On pense souvent que l’air de nos maisons est plus sain que celui de la rue. Pourtant, la réalité est toute autre. Les polluants issus de la cuisson, de la combustion, de l’humidité, des matériaux ou encore des produits ménagers s’accumulent dans des espaces de plus en plus isolés. Résultat : l’air intérieur peut être deux à cinq fois plus pollué que l’air extérieur.
Et ce constat prend tout son sens quand on sait que nous passons près de 90% de notre temps entre quatre murs – à la maison, au travail, à l’école… Alors que l’air extérieur fait l’objet d’un contrôle permanent, celui que nous respirons à l’intérieur échappe en grande partie à toute réglementation.
L'air intérieur peut nuire à notre santé
Cette absence de surveillance contribue d’ailleurs à une large sous‑estimation de la pollution intérieure. Or, ses effets sur la santé sont bien réels : irritations des yeux, du nez et de la gorge, allergies, aggravation de l’asthme, infections respiratoires, fatigue ou encore maux de tête.
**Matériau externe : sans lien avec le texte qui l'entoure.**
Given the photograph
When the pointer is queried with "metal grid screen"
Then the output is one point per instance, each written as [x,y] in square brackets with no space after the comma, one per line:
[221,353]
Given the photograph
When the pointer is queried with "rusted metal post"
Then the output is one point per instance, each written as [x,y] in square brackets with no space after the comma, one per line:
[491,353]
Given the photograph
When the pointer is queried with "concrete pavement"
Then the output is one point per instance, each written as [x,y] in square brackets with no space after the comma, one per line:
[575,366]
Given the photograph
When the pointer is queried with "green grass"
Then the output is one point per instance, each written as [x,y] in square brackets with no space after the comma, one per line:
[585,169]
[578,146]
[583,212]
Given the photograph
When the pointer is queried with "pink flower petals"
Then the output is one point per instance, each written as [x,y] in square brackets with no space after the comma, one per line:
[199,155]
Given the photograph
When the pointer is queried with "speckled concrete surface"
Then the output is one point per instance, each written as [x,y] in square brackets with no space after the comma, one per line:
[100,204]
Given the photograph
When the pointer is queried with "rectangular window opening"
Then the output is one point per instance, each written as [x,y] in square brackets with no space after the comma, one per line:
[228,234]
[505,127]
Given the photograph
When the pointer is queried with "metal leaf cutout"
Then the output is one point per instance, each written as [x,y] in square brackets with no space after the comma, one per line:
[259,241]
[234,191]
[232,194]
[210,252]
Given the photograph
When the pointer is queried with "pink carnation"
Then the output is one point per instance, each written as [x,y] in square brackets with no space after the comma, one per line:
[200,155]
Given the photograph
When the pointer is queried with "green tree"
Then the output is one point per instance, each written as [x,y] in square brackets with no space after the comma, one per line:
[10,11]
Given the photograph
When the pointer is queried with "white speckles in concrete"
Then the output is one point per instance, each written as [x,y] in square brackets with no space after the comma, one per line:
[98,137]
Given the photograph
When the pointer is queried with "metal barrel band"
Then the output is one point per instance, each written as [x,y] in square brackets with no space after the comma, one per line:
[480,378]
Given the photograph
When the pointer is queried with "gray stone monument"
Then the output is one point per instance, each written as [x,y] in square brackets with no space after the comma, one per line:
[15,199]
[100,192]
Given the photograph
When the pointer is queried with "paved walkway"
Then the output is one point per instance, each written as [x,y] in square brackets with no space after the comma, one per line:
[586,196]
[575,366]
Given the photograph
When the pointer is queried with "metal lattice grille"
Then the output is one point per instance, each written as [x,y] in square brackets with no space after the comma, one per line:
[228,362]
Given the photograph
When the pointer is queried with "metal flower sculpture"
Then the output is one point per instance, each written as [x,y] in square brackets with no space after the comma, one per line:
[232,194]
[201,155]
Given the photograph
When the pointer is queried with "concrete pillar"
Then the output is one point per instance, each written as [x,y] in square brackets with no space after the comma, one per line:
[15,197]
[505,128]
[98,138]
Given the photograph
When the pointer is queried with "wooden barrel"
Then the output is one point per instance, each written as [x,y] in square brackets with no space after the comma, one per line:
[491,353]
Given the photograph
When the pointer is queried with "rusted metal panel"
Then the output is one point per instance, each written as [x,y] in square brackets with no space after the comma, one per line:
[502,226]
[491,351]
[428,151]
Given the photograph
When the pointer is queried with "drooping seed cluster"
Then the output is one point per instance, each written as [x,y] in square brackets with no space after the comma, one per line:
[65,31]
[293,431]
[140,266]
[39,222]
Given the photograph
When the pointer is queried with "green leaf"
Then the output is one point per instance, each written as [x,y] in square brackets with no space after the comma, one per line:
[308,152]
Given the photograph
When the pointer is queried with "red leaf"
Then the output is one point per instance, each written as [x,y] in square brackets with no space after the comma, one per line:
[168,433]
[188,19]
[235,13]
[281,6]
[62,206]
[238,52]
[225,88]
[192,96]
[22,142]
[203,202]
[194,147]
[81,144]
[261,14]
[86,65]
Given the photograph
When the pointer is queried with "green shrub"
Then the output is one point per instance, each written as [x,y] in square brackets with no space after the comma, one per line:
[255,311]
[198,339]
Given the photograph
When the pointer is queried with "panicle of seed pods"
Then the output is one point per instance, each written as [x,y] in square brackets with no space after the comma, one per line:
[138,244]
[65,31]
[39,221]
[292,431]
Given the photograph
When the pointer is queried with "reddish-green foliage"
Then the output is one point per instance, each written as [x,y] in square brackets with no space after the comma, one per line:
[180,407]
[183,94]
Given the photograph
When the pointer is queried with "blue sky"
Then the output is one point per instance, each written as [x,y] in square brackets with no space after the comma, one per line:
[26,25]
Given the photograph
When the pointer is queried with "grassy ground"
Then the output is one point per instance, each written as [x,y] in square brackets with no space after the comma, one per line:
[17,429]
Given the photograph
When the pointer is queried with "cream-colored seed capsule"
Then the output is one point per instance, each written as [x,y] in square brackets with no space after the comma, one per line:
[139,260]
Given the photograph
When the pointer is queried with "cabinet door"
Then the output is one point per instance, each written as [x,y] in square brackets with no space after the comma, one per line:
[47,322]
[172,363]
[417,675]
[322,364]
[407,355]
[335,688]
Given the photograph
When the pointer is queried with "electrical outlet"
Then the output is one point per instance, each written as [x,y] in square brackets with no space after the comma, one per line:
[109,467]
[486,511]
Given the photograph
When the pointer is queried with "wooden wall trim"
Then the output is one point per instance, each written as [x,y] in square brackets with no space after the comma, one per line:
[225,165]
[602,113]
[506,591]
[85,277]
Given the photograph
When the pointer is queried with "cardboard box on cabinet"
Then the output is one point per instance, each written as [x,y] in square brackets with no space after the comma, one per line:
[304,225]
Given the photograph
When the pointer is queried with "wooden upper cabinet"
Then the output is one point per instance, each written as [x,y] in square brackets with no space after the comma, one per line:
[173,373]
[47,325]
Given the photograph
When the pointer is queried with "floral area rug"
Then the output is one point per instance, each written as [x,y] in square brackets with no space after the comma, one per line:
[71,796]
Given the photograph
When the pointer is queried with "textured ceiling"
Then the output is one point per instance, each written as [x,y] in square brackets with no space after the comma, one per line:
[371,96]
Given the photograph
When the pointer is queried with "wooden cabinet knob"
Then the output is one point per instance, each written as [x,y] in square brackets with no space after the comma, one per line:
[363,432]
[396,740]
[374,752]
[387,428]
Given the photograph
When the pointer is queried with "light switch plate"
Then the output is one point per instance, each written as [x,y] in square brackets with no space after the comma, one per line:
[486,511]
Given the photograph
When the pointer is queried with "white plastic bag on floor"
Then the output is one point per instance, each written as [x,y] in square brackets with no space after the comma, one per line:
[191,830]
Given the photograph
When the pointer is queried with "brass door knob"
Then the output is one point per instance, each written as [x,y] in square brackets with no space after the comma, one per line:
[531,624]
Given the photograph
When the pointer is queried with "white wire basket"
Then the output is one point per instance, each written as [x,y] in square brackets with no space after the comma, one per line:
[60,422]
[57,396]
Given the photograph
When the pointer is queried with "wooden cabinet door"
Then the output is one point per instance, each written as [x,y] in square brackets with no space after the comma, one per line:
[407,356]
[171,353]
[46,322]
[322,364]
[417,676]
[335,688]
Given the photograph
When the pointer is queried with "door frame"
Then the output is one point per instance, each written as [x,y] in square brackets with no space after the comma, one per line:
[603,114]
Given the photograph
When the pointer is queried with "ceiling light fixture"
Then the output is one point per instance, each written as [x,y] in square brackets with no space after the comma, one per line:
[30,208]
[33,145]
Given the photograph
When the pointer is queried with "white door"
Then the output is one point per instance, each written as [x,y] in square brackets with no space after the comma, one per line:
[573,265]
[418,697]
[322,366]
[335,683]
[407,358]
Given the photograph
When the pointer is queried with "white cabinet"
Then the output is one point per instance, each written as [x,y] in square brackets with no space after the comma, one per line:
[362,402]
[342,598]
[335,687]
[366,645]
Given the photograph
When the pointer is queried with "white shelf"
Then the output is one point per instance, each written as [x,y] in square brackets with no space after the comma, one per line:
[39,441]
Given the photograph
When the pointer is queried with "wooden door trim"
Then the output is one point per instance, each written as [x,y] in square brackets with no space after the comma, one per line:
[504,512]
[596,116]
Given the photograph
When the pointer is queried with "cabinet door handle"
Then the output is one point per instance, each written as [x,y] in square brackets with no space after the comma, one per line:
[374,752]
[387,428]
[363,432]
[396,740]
La pollution intérieure se manifeste au quotidien, souvent sans que l’on en identifie clairement la source.
Ce n’est donc pas un hasard si l’Organisation Mondiale de la Santé classe la pollution de l’air intérieur parmi les dix principaux facteurs de risque pour la santé. C’est pourquoi notre logement doit être considéré comme un véritable déterminant de santé.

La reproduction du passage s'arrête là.